With bank holiday's across western markets yesterday we had to wait until lunchtime yesterday for Chinese CPI data to trigger volatility into trading, and with CPI outperforming expectation by ticking up to 3.6% trader encouraging buying of the Australian dollar. As the only traded point of the day US denominated pairs all rose in unison with the AUD hitting highs of 1.033 through the European session before US equity markets refocused on Fridays Non-farm payrolls data with Dow Jones index down 1.00% and the S&P down 1.14%.
With the print of 120,000 new jobs away for a consensus figure of 200,000 mixed in with bank holidays and major equity markets closed on Friday and Monday markets are still digesting what the number represents. The figure was especially disappointing seeing the last three months have exceeded 200,000 jobs. The Euro and Pound both shed between 15-20 pips through the US session but are still up on the currency markets open this week as many US based analysts call for a third round of Quantitative Easing, intern easing US dollar demand.

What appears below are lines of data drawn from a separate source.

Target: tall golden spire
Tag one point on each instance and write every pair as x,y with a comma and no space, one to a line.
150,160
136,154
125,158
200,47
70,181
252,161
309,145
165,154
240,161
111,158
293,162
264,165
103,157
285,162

Local markets do have quite a lot of information to digest today with a fall on equities expected to match those from the US session. Locally we do have monthly ANZ Job Advertisements and NAB Business Confidence due out at 11.30am but we expect local markets to take more sway from Fed Chairman Bernanke speech at 9.15am and his view of the immediate health of the US economy in line with the disappointing jobs print from Friday.
At the time of writing the Australian dollar is buying 1.0308 USD.